Developed by KEIZO and published by WhisperGames, Astlibra Revision is an action RPG that really drew me in the moment I started playing it. What’s more, it’s definitely one of the best of its kind, especially on the Switch, whose crowded eShop is flooded with games of a similar approach but not nearly on the same level of quality as this.
Taking a cue from Castlevania: Symphony of the Night for its combat and a laundry list of Japanese role-playing games for its narrative and gameplay, it would be easy to cast Astlibra aside for its description as well as its visuals, given that, in stills, it can be overlooked as yet another phone game making the transition to Nintendo’s hybrid wonder, but in doing so, you would be missing out on something special.
The main thrust of the game comes in the form of the protagonist, a boy whose timid memories of the world he lives in are clouded by the tragic events that brought him to the place he’s in at the beginning of Astlirbra. For a while, he’s stuck in a house surrounded by a deep forest and a lake, where he can’t seem to escape from due to his apparent ignorance of what’s beyond these obstacles.
It doesn’t take too long until he finds himself company in this apparent prison in the form of a talking crow. Also without any recollection of their past life, this surprisingly scholared bird quickly becomes the boy’s best friend, following him to the outside when after years in confinement, our hero’s wish of seeing the mysterious girl in his dreams finally push him to explore and face the dangers of the outside world.
It’s then that he discovers that he’s not the only human about and that there are many of them around, in fact. Unfortunately, the first of them that the duo find is a little untrustworthy as they soon discover, but it’s not until they arrive at a village that things start taking a more significant shape and the boy’s life starts to change.
Playing Astlibra for the combat alone reminds me of controlling Alucard and maining a very specific weapon in his PS1 adventure that hit enemies so many times so quickly that his hands were a blur. Every single weapon in this game, down to heavier ones, hits so fast that it’s just funny. It makes battling all manner of monsters pop in a way that feels really good.

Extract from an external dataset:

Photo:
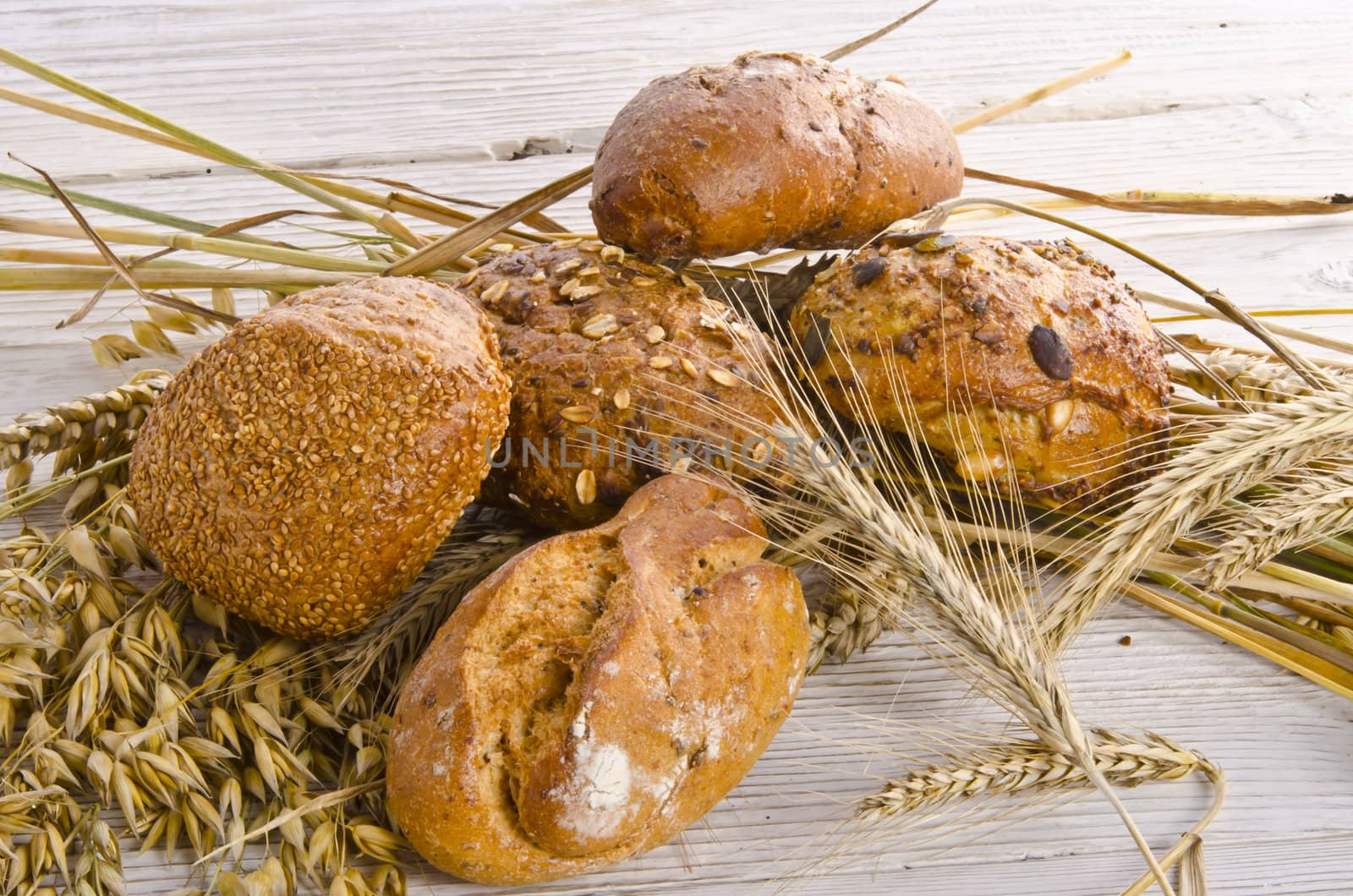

And that’s made even better by all the magic that you can cast. At the outset, admittedly, there’s very few of them to speak of, but once you are cooking, it can be a lot of fun to put them to use due to the way that the game works when dealing with magic, in the form of button combos.
That alone makes encounters more strategic than mere button-mashers, adding in a little more than welcome strategy to the whole thing. The best part, though, comes in the form with which you reload your magic bar, by simply hitting enemies with your main weapon, forcing you to balance your approach and adding a natural dynamic to fights that acts as a layer of depth that is rarely seen outside of Koji Igarashi’s flavor of platforming action.
The RPG part of Astlibra is where most of the playtime will be spent leveling up all weapons and skills, as they require a fair amount of farming and grinding in order to acquire the required materials to use and the skills to level your arsenal up. Thanks to the very enjoyable oomph combat-wise, going through near infinite waves of enemies in order to buff your hero up isn’t as big of a pain as it sounds, but the grind is definitely there for those looking to turn their brains off for a few minutes while playing.
Other than the sheer amount of leveling one can do simply playing the game as intended, there’s a skill tree where you’ll raise your core stats by spending the many, and I say MANY crystals that are dropped by fallen enemies. With them, you get to pick where to invest them, and in that, there’s a whole lot of variety and different resulting builds you can cook up.
I mentioned in passing that Astlibra Revision isn’t that much of a looker, at least at first glance. When in movement, though, it’s an entirely different story. There’s color and detail to its graphics that are hard to appreciate in stills, but that pop once the game is in motion. And while the overall design can feel a little derivative while trotting about the world, the same can’t be said about the bigger monsters, which there are a whole bunch of, ranging from all manner of mythical beings.
Astlibra Revision has been available on Steam for well over a year at this point, and it’s garnered quite a following since release as a sleeper hit of sorts on PC. Now, as a Switch game, hopefully an entirely new audience will get to enjoy it if they can manage to overlook its initially drab visuals and admittedly cookie-cutter initial description, not to mention its unassuming name.
If you can see beyond its unimpressive front, you’ll find that Astlibra is an incredibly enjoyable action RPG, one that doesn’t try to reinvent the wheel, but rolls smoothly delivering surprisingly fun and cathartic combat that’s accompanied by RPG mechanics for those who love the grind. This is a game you won’t want to miss, so be on the lookout for it on the eShop!